NASA races against clock to intercept ‘God of Chaos’ asteroid threatening Earth’s orbit | Science | News

A spaceship has been launched to investigate the so-called “God of Chaos” asteroid that could reach the Earth’s orbit.

OSIRIS-APEX has been sent to study the Apophis asteroid which is due to fly by Earth in 2029.

While not expected to crash into our planet, its passing will be a once-in-7,500-year event, according to NASA.

In a statement, NASA said: “The intrigue of Apophis is its exceptionally close approach of our planet on April 13, 2029.

“Although Apophis will not hit Earth during this encounter or in the foreseeable future, the pass in 2029 will bring the asteroid within 20,000 miles (32,000 kilometers) of the surface – closer than some satellites, and close enough that it could be visible to the naked eye in the Eastern Hemisphere.

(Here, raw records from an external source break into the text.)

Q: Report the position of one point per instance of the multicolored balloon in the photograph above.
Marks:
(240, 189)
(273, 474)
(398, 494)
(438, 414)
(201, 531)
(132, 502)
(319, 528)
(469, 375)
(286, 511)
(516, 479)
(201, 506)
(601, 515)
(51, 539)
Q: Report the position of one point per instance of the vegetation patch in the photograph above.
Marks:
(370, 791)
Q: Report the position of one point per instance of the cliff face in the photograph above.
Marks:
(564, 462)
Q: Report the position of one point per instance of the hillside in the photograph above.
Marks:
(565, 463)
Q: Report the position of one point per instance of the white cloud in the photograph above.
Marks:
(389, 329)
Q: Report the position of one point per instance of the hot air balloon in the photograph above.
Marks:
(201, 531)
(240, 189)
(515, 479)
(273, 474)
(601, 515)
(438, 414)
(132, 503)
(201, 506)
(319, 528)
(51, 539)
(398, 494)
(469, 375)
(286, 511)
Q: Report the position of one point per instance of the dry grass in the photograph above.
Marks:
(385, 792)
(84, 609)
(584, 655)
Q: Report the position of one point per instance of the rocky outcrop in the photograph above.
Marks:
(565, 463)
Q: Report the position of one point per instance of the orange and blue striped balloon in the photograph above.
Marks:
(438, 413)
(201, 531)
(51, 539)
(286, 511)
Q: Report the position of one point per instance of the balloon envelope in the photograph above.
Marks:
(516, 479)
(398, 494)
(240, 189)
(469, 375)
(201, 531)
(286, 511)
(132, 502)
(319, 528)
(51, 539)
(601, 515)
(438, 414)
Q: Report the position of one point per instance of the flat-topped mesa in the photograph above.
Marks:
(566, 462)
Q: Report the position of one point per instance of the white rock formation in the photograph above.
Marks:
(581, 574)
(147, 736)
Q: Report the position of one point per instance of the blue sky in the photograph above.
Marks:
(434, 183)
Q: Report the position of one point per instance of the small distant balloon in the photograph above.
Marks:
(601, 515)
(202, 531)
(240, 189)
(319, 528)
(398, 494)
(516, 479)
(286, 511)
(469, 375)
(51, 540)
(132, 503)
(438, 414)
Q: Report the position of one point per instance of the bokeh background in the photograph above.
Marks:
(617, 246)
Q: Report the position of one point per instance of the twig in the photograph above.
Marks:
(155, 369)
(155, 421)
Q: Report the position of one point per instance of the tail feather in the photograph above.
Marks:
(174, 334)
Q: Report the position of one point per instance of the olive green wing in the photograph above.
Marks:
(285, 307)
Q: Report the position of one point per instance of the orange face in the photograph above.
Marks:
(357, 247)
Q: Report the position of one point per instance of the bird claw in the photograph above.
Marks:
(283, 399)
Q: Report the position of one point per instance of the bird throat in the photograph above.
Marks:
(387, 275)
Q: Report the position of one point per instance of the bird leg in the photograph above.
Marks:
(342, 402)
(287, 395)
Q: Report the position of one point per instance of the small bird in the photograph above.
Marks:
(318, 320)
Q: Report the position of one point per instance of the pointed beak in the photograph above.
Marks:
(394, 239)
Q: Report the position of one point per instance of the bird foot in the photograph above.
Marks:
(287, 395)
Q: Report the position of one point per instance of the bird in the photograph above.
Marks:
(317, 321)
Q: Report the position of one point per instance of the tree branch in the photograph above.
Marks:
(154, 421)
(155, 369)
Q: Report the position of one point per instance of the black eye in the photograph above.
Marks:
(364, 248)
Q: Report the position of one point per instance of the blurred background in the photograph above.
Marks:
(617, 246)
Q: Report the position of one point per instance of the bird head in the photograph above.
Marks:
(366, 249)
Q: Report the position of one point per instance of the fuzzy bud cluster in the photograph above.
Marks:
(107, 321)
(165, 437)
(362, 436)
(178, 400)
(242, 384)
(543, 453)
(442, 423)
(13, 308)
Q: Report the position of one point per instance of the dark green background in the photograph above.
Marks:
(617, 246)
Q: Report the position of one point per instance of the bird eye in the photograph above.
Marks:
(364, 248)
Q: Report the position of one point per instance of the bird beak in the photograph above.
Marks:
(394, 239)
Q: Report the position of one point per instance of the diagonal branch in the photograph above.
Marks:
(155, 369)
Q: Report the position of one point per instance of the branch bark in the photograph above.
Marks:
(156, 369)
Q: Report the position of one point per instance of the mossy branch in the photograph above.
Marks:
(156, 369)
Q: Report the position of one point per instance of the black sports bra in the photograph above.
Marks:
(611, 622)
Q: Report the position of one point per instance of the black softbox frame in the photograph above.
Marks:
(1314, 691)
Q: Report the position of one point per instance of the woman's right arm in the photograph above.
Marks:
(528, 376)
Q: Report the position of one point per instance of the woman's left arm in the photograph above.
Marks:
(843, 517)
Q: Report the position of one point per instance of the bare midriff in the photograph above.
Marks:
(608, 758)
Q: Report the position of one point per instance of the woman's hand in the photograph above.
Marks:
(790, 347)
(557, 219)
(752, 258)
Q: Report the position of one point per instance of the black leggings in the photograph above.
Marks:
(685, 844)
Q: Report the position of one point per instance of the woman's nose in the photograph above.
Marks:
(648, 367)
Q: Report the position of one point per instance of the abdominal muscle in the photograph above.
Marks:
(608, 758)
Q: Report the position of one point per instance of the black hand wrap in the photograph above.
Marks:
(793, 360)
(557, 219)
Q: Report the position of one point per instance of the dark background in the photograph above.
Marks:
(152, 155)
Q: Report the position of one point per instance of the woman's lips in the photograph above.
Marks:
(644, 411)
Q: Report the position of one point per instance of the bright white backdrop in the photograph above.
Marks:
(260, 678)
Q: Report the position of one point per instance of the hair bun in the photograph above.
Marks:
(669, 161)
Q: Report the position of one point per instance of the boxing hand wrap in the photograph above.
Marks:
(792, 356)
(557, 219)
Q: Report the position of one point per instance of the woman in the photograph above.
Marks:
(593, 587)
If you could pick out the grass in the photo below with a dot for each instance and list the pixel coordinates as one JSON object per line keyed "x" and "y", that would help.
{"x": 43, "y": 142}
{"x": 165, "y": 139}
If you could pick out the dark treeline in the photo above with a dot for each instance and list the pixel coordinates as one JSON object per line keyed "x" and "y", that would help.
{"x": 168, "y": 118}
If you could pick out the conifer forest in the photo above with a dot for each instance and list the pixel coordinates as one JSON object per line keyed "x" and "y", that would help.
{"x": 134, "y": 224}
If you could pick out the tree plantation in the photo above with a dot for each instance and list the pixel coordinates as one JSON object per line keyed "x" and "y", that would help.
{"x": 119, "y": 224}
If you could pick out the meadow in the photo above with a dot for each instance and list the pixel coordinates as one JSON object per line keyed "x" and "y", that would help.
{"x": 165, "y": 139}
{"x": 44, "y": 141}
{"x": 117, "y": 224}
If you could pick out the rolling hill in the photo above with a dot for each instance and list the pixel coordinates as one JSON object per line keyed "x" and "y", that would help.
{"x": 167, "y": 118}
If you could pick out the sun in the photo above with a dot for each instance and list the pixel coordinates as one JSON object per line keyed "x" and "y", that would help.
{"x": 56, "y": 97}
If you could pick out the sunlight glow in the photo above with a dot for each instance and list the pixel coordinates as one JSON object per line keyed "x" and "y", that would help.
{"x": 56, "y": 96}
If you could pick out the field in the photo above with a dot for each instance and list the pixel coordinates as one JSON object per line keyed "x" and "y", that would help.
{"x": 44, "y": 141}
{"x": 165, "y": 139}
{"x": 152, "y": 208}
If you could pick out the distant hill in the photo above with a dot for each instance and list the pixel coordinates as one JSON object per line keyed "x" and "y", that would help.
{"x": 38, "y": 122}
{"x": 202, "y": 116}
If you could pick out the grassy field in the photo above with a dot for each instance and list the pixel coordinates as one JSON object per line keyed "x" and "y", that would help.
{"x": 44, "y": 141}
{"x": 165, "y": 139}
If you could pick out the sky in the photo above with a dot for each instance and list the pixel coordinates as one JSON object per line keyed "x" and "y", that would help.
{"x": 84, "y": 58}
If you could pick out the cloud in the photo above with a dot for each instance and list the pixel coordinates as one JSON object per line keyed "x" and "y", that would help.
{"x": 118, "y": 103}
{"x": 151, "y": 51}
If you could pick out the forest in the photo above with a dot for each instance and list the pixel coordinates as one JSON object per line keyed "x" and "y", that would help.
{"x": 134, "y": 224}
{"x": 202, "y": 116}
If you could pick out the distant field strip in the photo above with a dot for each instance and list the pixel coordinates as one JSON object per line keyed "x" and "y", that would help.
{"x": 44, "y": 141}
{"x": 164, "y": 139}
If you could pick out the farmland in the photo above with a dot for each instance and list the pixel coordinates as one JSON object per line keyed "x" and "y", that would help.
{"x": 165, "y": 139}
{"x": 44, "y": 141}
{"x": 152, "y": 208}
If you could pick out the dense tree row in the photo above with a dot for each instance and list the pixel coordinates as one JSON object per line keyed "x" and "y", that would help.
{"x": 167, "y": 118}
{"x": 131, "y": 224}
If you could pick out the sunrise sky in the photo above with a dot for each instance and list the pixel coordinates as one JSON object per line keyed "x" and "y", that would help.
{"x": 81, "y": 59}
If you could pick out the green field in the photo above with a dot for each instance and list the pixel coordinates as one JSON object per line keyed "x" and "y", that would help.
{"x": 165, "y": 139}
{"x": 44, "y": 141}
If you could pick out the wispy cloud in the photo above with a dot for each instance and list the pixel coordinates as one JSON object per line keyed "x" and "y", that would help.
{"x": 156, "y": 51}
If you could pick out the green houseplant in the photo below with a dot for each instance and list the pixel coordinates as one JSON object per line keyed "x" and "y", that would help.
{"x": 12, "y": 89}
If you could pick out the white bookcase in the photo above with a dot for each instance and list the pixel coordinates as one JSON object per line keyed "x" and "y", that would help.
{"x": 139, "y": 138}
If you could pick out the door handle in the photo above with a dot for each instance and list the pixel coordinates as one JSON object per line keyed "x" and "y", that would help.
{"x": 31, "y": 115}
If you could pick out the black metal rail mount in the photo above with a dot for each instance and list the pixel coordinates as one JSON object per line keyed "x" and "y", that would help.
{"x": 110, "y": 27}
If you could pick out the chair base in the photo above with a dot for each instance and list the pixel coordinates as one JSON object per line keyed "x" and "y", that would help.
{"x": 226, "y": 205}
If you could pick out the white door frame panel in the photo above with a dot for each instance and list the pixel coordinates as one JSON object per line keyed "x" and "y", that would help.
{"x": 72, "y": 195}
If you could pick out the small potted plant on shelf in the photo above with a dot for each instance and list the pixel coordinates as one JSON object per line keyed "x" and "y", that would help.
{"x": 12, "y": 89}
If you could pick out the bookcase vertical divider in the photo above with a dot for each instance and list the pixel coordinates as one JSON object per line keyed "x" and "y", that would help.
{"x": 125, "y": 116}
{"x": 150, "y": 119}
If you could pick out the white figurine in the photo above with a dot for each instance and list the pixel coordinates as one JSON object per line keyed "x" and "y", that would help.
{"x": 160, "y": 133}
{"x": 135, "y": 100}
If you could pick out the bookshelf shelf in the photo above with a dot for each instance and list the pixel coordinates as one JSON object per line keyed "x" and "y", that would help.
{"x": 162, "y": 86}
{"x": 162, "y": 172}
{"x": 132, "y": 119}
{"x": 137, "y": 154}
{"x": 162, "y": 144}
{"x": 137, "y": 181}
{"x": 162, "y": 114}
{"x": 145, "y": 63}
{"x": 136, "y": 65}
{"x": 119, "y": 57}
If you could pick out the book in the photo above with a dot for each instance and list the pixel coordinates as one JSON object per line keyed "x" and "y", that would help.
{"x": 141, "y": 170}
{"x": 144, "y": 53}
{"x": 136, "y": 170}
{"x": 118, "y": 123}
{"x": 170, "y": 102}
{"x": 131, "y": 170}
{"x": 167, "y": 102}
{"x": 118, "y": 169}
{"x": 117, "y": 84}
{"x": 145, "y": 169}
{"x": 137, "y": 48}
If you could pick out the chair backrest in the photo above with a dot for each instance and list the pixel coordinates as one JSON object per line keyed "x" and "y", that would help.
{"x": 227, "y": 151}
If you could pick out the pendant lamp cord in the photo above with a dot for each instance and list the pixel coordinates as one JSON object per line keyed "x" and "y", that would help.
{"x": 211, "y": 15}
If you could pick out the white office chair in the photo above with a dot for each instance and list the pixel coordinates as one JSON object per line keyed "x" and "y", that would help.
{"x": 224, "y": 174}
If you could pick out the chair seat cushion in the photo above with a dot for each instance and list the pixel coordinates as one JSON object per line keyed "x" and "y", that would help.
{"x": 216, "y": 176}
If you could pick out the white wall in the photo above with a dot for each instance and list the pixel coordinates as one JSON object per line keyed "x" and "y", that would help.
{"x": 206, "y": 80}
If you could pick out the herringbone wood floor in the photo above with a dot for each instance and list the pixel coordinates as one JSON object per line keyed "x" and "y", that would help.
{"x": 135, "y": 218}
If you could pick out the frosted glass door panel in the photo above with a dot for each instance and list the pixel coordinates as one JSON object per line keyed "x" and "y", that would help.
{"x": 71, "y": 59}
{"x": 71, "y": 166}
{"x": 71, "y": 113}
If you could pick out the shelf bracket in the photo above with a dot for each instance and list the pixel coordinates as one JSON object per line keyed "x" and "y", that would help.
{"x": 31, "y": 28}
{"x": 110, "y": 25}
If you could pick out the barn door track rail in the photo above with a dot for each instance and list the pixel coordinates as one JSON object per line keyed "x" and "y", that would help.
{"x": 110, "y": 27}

“Scientists estimate that asteroids of Apophis’ size, about 367 yards across (about 340 meters), come this close to Earth only once every 7,500 years.”

OSIRIS-APEX, formerly known as OSIRIS-REx, , where it was collecting samples and creating a mosaic image of the asteroid.

Its trip to Bennu took a total of seven years, travelling some six billion miles to and from Earth.

OSIRIS-APEX’s new mission is similar to that of its one to Bennu, with NASA explaining it will use its “instrument suite of imagers, spectrometers, and a laser altimeter to closely map the surface and analyze its chemical makeup.”

Amy Simon, the mission’s project scientist based at NASA’s Goddard Space Flight Center, said: “OSIRIS-APEX will study Apophis immediately after such a pass, allowing us to see how its surface changes by interacting with Earth’s gravity.”

“The close approach is a great natural experiment,” said Dani Mendoza DellaGiustina, principal investigator for OSIRIS-APEX at the University of Arizona in Tucson.

“We know that tidal forces and the accumulation of rubble pile material are foundational processes that could play a role in planet formation.

“They could inform how we got from debris in the early solar system to full-blown planets.”

Apophis last made headlines around the world in 2004 when initial observations predicted it could hit earth in 2029.

While the prediction was pinned at 2.7 percent at the time, it was put at Level 4 on the Torino impact hazard scale, which categorises the impact hazards of near-earth objects.

It was the highest ever score measured using the scale, however it was downgraded after four days in December 2004.

Its name, Apophis, is derived from the Greek for Apep, an enemy of ancient Egyptian sun-God Ra, who would attempt to swallow Ra each night.